Tuesday, January 05, 2010
Hearing shows Hawaii special election funding is still in limbo
by Larry Geller
With a 94% cut in its budget, Hawaii’s Office of Elections can’t pay for any election in 2010. Now it has an additional challenge since Congressman Neil Abercrombie announced he will resign to run for governor on February 28. The state will need to hold a special election to fill the vacancy much earlier than the primary or general elections of 2010.
For some reason the informational briefing held yesterday by the Senate Ways and Means Committee obsessed over the question of whether the Chief Elections Officer was the “Executive Authority” that can call an election in Hawaii. The US Constitution vests the authority to call an election in the “Executive Authority” of each state, presumably the governor, but Hawaii law requires that the Chief Elections Officer issue the writ of election.

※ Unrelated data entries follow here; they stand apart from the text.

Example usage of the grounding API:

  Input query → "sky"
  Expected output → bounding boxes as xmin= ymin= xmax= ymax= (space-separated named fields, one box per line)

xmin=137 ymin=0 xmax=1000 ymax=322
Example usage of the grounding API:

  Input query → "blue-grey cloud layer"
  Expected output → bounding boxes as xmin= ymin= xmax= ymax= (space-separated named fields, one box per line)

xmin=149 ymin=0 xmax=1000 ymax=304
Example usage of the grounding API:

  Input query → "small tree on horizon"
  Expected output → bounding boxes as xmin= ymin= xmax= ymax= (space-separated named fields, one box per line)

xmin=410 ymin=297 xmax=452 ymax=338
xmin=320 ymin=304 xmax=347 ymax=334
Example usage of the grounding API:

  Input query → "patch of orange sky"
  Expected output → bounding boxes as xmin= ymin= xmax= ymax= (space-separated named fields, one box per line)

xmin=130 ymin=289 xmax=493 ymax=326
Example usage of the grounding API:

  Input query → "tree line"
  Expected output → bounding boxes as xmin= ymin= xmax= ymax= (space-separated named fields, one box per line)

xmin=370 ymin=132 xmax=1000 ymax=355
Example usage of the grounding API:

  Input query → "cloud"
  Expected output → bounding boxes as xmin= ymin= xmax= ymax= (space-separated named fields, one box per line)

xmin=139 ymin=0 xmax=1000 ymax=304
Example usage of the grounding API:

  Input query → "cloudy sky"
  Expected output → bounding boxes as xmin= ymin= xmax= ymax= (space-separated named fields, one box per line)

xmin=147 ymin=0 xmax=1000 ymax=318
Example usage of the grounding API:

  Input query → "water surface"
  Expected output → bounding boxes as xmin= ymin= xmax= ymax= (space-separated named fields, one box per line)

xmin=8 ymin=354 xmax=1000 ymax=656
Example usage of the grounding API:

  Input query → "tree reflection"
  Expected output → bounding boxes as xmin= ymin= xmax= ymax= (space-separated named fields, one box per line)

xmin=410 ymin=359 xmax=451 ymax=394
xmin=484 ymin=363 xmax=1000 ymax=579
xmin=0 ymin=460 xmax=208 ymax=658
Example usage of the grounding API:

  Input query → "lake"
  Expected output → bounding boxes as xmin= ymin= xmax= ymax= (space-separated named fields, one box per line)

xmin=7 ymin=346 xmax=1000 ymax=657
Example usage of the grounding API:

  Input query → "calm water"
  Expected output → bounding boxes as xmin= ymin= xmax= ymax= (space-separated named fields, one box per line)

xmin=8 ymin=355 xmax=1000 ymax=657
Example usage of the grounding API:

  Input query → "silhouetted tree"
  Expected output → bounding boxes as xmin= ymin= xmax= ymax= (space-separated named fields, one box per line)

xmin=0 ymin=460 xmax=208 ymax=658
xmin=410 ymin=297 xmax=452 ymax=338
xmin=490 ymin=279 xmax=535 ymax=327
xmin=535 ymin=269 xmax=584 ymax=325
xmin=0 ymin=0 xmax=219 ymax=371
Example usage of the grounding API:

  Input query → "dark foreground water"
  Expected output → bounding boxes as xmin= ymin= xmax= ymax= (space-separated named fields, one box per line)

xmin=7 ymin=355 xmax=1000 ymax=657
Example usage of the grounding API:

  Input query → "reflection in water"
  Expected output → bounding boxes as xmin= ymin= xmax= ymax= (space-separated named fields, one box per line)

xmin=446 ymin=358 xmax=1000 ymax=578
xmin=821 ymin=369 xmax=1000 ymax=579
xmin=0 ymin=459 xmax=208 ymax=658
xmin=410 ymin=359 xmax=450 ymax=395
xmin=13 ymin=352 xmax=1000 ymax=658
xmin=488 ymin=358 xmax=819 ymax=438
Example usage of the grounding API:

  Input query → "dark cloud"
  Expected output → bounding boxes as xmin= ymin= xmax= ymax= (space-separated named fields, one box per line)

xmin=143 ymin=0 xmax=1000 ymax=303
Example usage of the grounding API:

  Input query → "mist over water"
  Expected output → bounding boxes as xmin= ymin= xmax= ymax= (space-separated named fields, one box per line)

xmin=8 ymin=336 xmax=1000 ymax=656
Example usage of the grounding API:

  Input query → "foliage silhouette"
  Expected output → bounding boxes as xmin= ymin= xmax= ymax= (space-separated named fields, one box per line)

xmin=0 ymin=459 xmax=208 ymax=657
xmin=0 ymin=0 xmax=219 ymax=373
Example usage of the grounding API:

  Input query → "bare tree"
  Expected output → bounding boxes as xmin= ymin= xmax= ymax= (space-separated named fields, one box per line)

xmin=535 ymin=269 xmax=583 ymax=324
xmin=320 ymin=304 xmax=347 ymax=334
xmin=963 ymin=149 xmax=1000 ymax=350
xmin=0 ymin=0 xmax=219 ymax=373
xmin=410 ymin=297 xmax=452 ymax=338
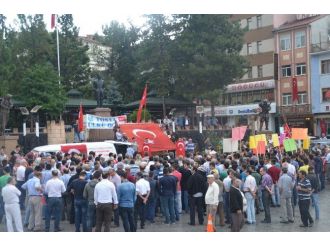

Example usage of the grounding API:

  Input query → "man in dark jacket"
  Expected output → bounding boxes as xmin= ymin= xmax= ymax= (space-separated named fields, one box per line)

xmin=229 ymin=178 xmax=244 ymax=232
xmin=187 ymin=166 xmax=206 ymax=226
xmin=159 ymin=168 xmax=177 ymax=224
xmin=83 ymin=171 xmax=101 ymax=232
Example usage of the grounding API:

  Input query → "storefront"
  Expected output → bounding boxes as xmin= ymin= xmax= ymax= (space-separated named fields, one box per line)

xmin=204 ymin=103 xmax=276 ymax=131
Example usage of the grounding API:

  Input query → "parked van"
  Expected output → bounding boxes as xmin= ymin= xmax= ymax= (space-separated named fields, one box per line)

xmin=32 ymin=141 xmax=133 ymax=160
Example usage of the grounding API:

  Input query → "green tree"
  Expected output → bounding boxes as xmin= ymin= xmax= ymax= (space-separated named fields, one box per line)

xmin=52 ymin=14 xmax=90 ymax=91
xmin=19 ymin=64 xmax=67 ymax=118
xmin=99 ymin=21 xmax=140 ymax=103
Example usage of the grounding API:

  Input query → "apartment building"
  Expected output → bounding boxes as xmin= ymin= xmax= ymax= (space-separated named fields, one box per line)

xmin=205 ymin=14 xmax=295 ymax=130
xmin=274 ymin=15 xmax=327 ymax=135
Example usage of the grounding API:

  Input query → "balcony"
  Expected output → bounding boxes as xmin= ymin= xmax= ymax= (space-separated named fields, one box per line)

xmin=311 ymin=41 xmax=330 ymax=53
xmin=278 ymin=104 xmax=312 ymax=115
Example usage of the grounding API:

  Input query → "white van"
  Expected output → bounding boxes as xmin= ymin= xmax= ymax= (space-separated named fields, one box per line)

xmin=32 ymin=141 xmax=133 ymax=160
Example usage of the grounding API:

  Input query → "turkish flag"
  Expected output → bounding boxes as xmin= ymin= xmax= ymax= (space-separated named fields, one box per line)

xmin=61 ymin=143 xmax=87 ymax=154
xmin=136 ymin=84 xmax=147 ymax=123
xmin=142 ymin=143 xmax=151 ymax=156
xmin=175 ymin=140 xmax=186 ymax=157
xmin=50 ymin=14 xmax=56 ymax=29
xmin=120 ymin=123 xmax=176 ymax=153
xmin=292 ymin=77 xmax=298 ymax=102
xmin=78 ymin=103 xmax=84 ymax=132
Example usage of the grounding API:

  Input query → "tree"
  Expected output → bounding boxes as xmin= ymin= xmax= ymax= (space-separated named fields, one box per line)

xmin=52 ymin=14 xmax=90 ymax=91
xmin=18 ymin=64 xmax=67 ymax=118
xmin=102 ymin=21 xmax=140 ymax=103
xmin=106 ymin=80 xmax=123 ymax=105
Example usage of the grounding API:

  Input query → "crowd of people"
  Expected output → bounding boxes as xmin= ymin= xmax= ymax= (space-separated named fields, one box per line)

xmin=0 ymin=140 xmax=330 ymax=232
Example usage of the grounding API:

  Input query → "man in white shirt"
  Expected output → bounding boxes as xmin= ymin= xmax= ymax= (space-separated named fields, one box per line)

xmin=205 ymin=174 xmax=219 ymax=231
xmin=134 ymin=172 xmax=150 ymax=229
xmin=1 ymin=177 xmax=23 ymax=232
xmin=243 ymin=169 xmax=257 ymax=224
xmin=45 ymin=170 xmax=65 ymax=232
xmin=94 ymin=172 xmax=118 ymax=232
xmin=16 ymin=159 xmax=27 ymax=210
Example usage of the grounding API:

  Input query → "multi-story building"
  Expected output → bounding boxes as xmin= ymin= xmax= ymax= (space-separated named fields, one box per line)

xmin=205 ymin=14 xmax=295 ymax=130
xmin=274 ymin=15 xmax=325 ymax=135
xmin=310 ymin=16 xmax=330 ymax=136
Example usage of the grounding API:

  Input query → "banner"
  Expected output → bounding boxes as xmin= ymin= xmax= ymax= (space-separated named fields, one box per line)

xmin=257 ymin=141 xmax=266 ymax=154
xmin=86 ymin=114 xmax=116 ymax=129
xmin=231 ymin=126 xmax=247 ymax=141
xmin=223 ymin=138 xmax=238 ymax=153
xmin=115 ymin=115 xmax=127 ymax=125
xmin=272 ymin=134 xmax=280 ymax=147
xmin=303 ymin=138 xmax=311 ymax=150
xmin=249 ymin=136 xmax=257 ymax=149
xmin=175 ymin=140 xmax=186 ymax=157
xmin=284 ymin=139 xmax=297 ymax=152
xmin=292 ymin=128 xmax=308 ymax=140
xmin=120 ymin=123 xmax=176 ymax=153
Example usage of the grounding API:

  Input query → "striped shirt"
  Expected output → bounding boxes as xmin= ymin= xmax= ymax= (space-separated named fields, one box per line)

xmin=297 ymin=178 xmax=312 ymax=200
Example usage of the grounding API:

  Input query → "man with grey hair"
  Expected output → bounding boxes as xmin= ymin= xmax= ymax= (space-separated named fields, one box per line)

xmin=1 ymin=177 xmax=23 ymax=232
xmin=278 ymin=167 xmax=294 ymax=224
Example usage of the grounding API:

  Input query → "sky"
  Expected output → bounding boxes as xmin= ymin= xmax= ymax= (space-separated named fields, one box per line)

xmin=0 ymin=0 xmax=330 ymax=36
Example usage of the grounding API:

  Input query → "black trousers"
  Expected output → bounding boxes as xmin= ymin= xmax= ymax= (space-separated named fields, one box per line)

xmin=189 ymin=195 xmax=204 ymax=225
xmin=95 ymin=203 xmax=113 ymax=232
xmin=298 ymin=199 xmax=314 ymax=226
xmin=134 ymin=196 xmax=146 ymax=227
xmin=262 ymin=190 xmax=272 ymax=223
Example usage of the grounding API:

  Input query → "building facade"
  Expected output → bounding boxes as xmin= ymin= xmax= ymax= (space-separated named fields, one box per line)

xmin=214 ymin=14 xmax=295 ymax=131
xmin=310 ymin=16 xmax=330 ymax=137
xmin=274 ymin=15 xmax=326 ymax=135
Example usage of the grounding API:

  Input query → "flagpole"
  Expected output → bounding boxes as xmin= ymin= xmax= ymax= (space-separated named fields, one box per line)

xmin=55 ymin=15 xmax=61 ymax=85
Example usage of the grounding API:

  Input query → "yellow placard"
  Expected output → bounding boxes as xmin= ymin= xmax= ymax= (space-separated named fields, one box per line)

xmin=272 ymin=134 xmax=280 ymax=147
xmin=249 ymin=136 xmax=257 ymax=149
xmin=303 ymin=138 xmax=311 ymax=150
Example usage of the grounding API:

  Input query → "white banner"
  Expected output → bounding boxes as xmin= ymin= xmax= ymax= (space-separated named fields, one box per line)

xmin=85 ymin=114 xmax=116 ymax=129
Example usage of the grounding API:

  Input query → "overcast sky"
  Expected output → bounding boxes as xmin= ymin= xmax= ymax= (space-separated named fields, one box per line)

xmin=0 ymin=0 xmax=330 ymax=35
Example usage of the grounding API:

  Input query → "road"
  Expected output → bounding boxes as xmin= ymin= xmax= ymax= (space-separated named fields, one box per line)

xmin=0 ymin=185 xmax=330 ymax=232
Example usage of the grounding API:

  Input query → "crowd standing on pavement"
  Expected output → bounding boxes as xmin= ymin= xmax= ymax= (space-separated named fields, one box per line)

xmin=0 ymin=140 xmax=330 ymax=232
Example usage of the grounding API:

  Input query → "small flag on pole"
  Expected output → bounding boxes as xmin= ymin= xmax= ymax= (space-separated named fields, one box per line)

xmin=50 ymin=14 xmax=56 ymax=29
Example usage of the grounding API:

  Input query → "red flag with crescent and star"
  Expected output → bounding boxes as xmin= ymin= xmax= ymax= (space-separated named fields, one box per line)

xmin=136 ymin=84 xmax=147 ymax=123
xmin=175 ymin=139 xmax=186 ymax=157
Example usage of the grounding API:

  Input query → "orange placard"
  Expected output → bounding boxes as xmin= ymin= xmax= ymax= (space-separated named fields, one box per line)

xmin=291 ymin=128 xmax=308 ymax=140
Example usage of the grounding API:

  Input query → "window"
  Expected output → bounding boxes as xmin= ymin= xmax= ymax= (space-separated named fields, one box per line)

xmin=282 ymin=94 xmax=292 ymax=106
xmin=257 ymin=41 xmax=262 ymax=53
xmin=322 ymin=88 xmax=330 ymax=102
xmin=282 ymin=65 xmax=291 ymax=77
xmin=248 ymin=67 xmax=252 ymax=79
xmin=298 ymin=93 xmax=307 ymax=105
xmin=246 ymin=18 xmax=252 ymax=30
xmin=247 ymin=43 xmax=252 ymax=55
xmin=280 ymin=34 xmax=291 ymax=51
xmin=321 ymin=59 xmax=330 ymax=74
xmin=296 ymin=31 xmax=306 ymax=48
xmin=257 ymin=15 xmax=262 ymax=28
xmin=296 ymin=63 xmax=306 ymax=75
xmin=258 ymin=65 xmax=262 ymax=78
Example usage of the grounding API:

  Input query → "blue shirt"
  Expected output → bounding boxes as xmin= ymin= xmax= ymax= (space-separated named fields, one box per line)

xmin=117 ymin=181 xmax=136 ymax=208
xmin=22 ymin=177 xmax=41 ymax=196
xmin=41 ymin=170 xmax=52 ymax=185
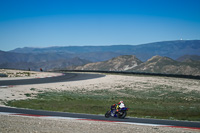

The committee received extensive testimony from the Attorney General on this. Later Chair Donna Mercado Kim (and some other committee members) pursued Interim Chief Elections Officer Scott Nago and his general council on the same issue.
It was Senator Chun Oakland who went back again and again to the question of funding, whether an emergency appropriation must be requested, and whether the Office of Elections will ask the governor to release funds.
Still later it turned out that there is an audit in progress and that preliminary results showed that a $1.3 million check deposited in 2003 in a HAVA (Help America Vote Act) special fund should have been deposited in the General Fund. This would need to be fixed by having Budget and Finance transfer the funds with whatever interest has accrued. In theory, that money would be available to run the upcoming special elections.
The committee did not go into how the money would be obtained from the General Fund, and the question of whether the Governor would release it was not even addressed.
Oh, and the Elections Commission had not heard about that money at all, according to its chair, who was present at the hearing. No one told the Commission about this possible solution to the funding dilemma.
Now, given the uncertainty over whether the “Executive Authority” was the Governor or the Chief Elections Officer, if it matters at all (and the AG indicated it would not, unless there were some kind of challenge), you’d think the Legislature, somebody, would say “we’ll just fix the law” and end this discussion that way. Maybe that will come about as a result of this informational briefing. It should. The question is a side issue and a distraction.
Of course, if the question is unimportant, they could just leave it as is, but then please, stop asking about it.
Much more important is what happens when the Chief Elections Officer does issue the writ of election. Whether the election takes place by mail or in traditional polling places, it can’t be paid for by IOUs.